Nestor glanced from side to side, though who he feared overhearing such a straightforward answer—one that should be common knowledge—wasn’t clear. “Yes, Your Highness. Two days ago.”
He said nothing more, and Lonen didn’t press. Whatever transpired within the royal family was beyond these men. “If you prevent me and my party from reaching Arill’s Temple before sundown, you’ll be thwarting Arill’s divine right to determine who will be King of the Destrye—and jeopardizing Captain Alyx’s life.”
Nestor, sweat rolling down his temple, swallowed hard. But his sword didn’t waver. “Begging your pardon, Your Highness, but you’ll have to sort that out with the goddess and King Nolan. We don’t dare disobey.”
“You’ll betray me but not my brother, is that it?” Lonen asked mildly, though he boiled with defeated rage.
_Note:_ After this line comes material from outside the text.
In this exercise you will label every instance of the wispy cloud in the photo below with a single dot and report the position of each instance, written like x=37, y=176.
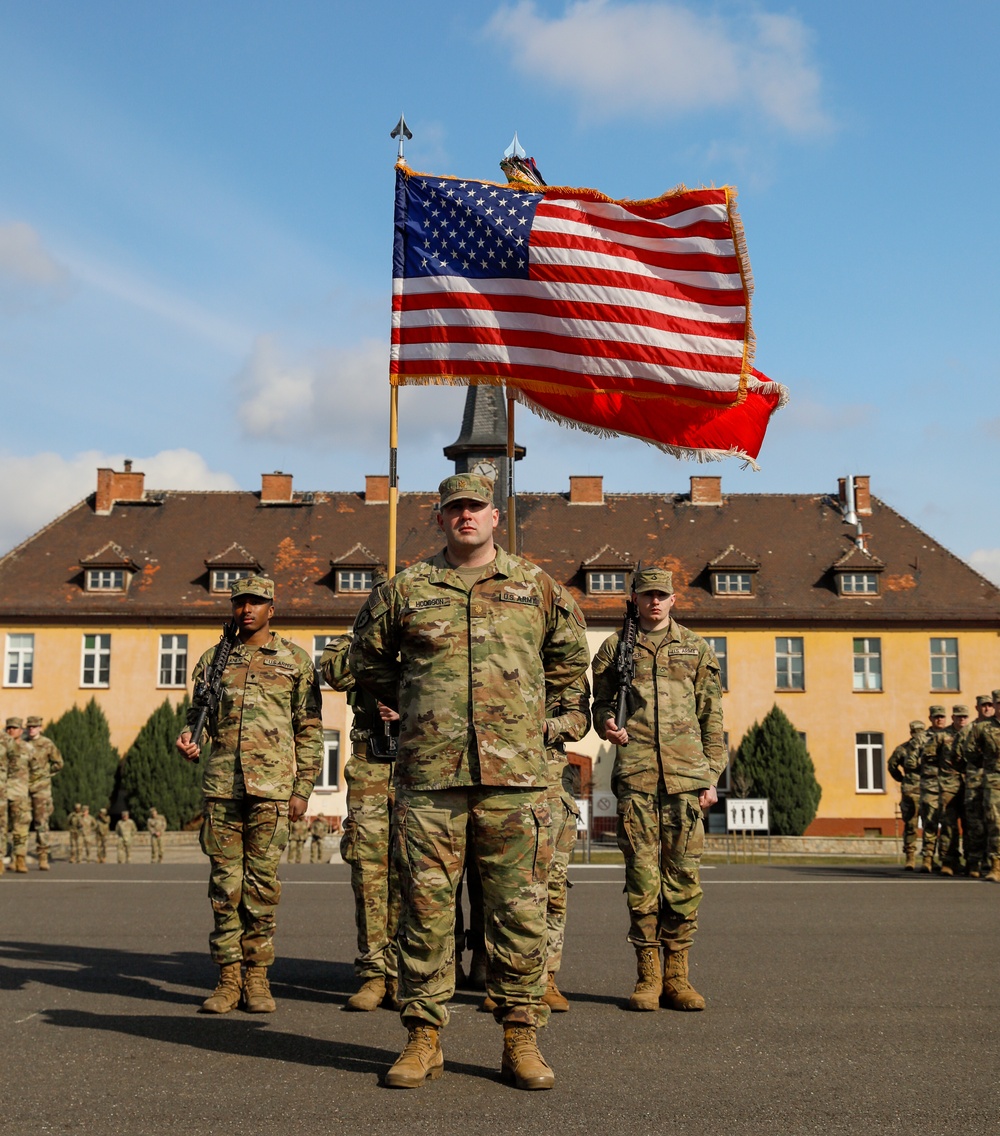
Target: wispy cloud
x=655, y=59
To come this close and fail… He should’ve gone back for Oria. Would she still have died if he’d kept going when he tried to turn back? The possibility throbbed with such tender agony that he had to set it aside.
“Your Highness, I—ah, I…” Nestor stammered as he groped for an answer, so Lonen waved him silent.
“Would you at least detail some men to carry Captain Alyx to the temple, so she won’t die?” he asked instead.
Nestor swallowed again, still bravely meeting Lonen’s gaze though panic lit his eyes. “Our orders are to let none of you past this point. Not until after sunset.”
Lonen stared him down another long, endless moment, then called to Fenive. “Take Captain Alyx inside and do your best to tend to her. We might as well stay warm while we wait out this treacherous imprisonment.”
He turned his back on the sweating Nestor and climbed the steps to help carry Alyx indoors, glancing back at the sound of boots on the wooden steps. Nestor starting to follow. “Not you or your men, Nestor. You can hold your vigil outdoors.”
Nestor bowed, out of habit, stopping himself halfway at an uncertain angle. “And Captain Mott? Sir?”
Lonen didn’t bother to look at the man gasping in the snow. “Let him rot for all I care.”